The safety and efficacy of pregabalin in pediatric patients have not been established.
In studies in which pregabalin (50 to 500 mg/kg) was orally administered to young rats from early in the postnatal period (Postnatal Day 7) through sexual maturity, neurobehavioral abnormalities (deficits in learning and memory, altered locomotor activity, decreased auditory startle responding and habituation) and reproductive impairment (delayed sexual maturation and decreased fertility in males and females) were observed at doses ≥50 mg/kg. The neurobehavioral changes of acoustic startle persisted at ≥250 mg/kg and locomotor activity and water maze performance at ≥500 mg/kg in animals tested after cessation of dosing and, thus, were considered to represent long-term effects. The low effect dose for developmental neurotoxicity and reproductive impairment in juvenile rats (50 mg/kg) was associated with a plasma pregabalin exposure (AUC) approximately equal to human exposure at the maximum recommended dose of 600 mg/day. A no-effect dose was not established.

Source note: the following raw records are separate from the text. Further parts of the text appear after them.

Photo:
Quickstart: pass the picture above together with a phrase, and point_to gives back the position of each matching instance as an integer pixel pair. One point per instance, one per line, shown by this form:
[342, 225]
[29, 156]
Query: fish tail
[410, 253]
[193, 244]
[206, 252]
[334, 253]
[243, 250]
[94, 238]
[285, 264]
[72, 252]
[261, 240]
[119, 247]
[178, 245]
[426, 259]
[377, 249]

In controlled clinical studies of LYRICA in neuropathic pain associated with diabetic peripheral neuropathy, 246 patients were 65 to 74 years of age, and 73 patients were 75 years of age or older.

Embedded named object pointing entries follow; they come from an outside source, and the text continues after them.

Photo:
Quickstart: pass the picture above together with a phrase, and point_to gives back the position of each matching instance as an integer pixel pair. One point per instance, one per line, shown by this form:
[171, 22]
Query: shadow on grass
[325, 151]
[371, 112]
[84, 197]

In controlled clinical studies of LYRICA in neuropathic pain associated with postherpetic neuralgia, 282 patients were 65 to 74 years of age, and 379 patients were 75 years of age or older.
In controlled clinical studies of LYRICA in epilepsy, there were only 10 patients 65 to 74 years of age, and 2 patients who were 75 years of age or older.

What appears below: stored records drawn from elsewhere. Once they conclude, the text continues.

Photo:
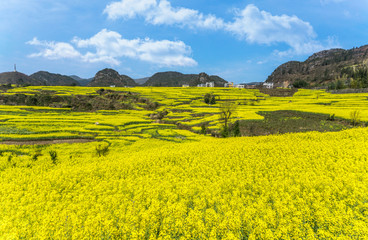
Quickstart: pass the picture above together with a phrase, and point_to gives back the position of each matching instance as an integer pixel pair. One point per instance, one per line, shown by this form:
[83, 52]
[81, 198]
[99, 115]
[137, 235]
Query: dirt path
[45, 142]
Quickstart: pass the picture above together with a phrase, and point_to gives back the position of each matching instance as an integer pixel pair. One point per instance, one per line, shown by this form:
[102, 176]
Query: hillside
[19, 79]
[321, 68]
[141, 81]
[176, 79]
[82, 81]
[109, 77]
[52, 79]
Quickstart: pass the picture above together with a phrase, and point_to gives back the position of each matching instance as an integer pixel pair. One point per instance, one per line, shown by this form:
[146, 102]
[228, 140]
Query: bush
[102, 150]
[300, 84]
[209, 98]
[355, 117]
[331, 117]
[53, 156]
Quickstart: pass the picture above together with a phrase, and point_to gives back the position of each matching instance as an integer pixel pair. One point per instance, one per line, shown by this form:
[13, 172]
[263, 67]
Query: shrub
[53, 156]
[355, 117]
[102, 150]
[331, 117]
[209, 98]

No overall differences in safety and efficacy were observed between these patients and younger patients.
In controlled clinical studies of LYRICA in fibromyalgia, 106 patients were 65 years of age or older. Although the adverse reaction profile was similar between the two age groups, the following neurological adverse reactions were more frequent in patients 65 years of age or older: dizziness, vision blurred, balance disorder, tremor, confusional state, coordination abnormal, and lethargy.
LYRICA is known to be substantially excreted by the kidney, and the risk of toxic reactions to LYRICA may be greater in patients with impaired renal function. Because LYRICA is eliminated primarily by renal excretion, the dose should be adjusted for elderly patients with renal impairment [see Dosage and Administration].